All commands accept --query, which is passed to Drive’s files.list(q=...). Examples:

  • Only items in a folder:
    • --query "'<FOLDER_ID>' in parents"
  • Only PDFs:
    • --query "mimeType='application/pdf'"
  • Only large files (note: size is bytes):
    • --query "size > 1073741824"

Notes / gotchas

  • This tool includes “Shared drives” results as well (supportsAllDrives=true). If you don’t have permission to trash an item, it will fail and be reported.
  • The token cache (token.json) and OAuth secrets (credentials.json) are ignored by git via .gitignore.

Dropbox → OneDrive import

If you have a Dropbox shared-folder link and want it copied into your OneDrive, use dropbox_to_onedrive.py.

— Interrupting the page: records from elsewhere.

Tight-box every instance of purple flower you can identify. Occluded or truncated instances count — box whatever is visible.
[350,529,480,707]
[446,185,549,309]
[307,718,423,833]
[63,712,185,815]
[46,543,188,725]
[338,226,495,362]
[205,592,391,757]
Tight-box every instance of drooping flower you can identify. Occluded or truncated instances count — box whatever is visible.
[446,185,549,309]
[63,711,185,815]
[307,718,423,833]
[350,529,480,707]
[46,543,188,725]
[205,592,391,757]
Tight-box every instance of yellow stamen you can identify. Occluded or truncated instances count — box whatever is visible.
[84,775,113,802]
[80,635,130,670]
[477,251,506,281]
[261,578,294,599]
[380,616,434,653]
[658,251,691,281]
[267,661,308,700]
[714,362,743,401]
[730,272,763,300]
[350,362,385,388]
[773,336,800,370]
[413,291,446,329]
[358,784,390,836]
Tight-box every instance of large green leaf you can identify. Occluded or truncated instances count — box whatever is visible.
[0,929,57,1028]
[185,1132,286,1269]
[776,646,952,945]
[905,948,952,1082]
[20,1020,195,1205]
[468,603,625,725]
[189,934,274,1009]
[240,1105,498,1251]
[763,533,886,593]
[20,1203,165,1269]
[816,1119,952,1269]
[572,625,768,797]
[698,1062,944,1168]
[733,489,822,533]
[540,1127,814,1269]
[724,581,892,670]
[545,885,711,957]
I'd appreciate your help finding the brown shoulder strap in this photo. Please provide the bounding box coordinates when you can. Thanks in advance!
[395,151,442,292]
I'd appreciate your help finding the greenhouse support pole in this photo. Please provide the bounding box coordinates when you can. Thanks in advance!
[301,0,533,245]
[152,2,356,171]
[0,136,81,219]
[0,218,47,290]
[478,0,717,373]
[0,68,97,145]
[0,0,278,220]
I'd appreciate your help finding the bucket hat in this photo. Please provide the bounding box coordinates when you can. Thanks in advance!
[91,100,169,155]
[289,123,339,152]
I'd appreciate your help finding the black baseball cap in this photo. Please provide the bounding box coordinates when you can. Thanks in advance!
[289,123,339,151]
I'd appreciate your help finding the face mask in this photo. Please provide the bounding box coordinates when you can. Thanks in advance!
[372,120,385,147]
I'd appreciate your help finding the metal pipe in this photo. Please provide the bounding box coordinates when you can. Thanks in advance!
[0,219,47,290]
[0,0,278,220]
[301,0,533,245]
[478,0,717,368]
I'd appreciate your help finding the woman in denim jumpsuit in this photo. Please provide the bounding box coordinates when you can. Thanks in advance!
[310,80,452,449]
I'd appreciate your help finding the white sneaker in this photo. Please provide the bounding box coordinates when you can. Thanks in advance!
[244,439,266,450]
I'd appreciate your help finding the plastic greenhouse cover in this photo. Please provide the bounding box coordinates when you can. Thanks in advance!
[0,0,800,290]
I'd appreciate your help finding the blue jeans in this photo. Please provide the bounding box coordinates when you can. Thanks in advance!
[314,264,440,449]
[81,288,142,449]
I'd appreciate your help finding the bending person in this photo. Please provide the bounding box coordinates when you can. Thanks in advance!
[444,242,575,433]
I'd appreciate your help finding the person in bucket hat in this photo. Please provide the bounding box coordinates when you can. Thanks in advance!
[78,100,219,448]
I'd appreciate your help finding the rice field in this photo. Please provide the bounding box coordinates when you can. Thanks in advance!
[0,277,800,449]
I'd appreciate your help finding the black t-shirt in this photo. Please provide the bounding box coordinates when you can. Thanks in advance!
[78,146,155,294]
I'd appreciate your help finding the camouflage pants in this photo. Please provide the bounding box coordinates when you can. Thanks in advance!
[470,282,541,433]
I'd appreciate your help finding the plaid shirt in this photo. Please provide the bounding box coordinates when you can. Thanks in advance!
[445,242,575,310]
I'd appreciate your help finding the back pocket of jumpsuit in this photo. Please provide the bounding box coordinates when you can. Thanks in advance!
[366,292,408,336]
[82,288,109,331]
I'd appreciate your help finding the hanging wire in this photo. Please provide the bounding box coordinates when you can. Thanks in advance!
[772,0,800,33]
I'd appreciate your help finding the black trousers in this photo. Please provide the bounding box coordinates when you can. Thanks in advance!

OneDrive setup (Microsoft Graph)

  1. In Azure Portal → App registrationsNew registration
    • Supported account types: pick what matches you (or use “Accounts in any organizational directory and personal Microsoft accounts”)
  2. In the app → Authentication
    • Enable Allow public client flows (device-code login)
  3. In the app → API permissionsMicrosoft GraphDelegated permissions
    • Add: Files.ReadWrite.All
    • Add: User.Read

Then copy the Application (client) ID and set it as an environment variable:

export ONEDRIVE_CLIENT_ID="YOUR_CLIENT_ID"

Run the import

Dry-run (no uploads, just shows what will be uploaded):

python3 dropbox_to_onedrive.py --dropbox-url "<DROPBOX_SHARED_FOLDER_URL>" --dry-run

Upload into a named folder in your OneDrive root:

python3 dropbox_to_onedrive.py --dropbox-url "<DROPBOX_SHARED_FOLDER_URL>" --onedrive-folder "Dropbox Import"

The script will print a device login code and URL the first time; complete that in your browser to authorize OneDrive access.

Optional: run a Windows VM locally (Docker/KVM)

If you need a real Windows environment (for example, to use Windows-only tooling alongside this repo), you can run a local Windows VM using the upstream project dockur/windows:

  • Repo: https://github.com/dockur/windows

Notes:

  • This requires a Linux host with hardware virtualization enabled and access to KVM (/dev/kvm).
  • Follow the upstream README for the current recommended docker run / compose configuration and Windows version/ISO options.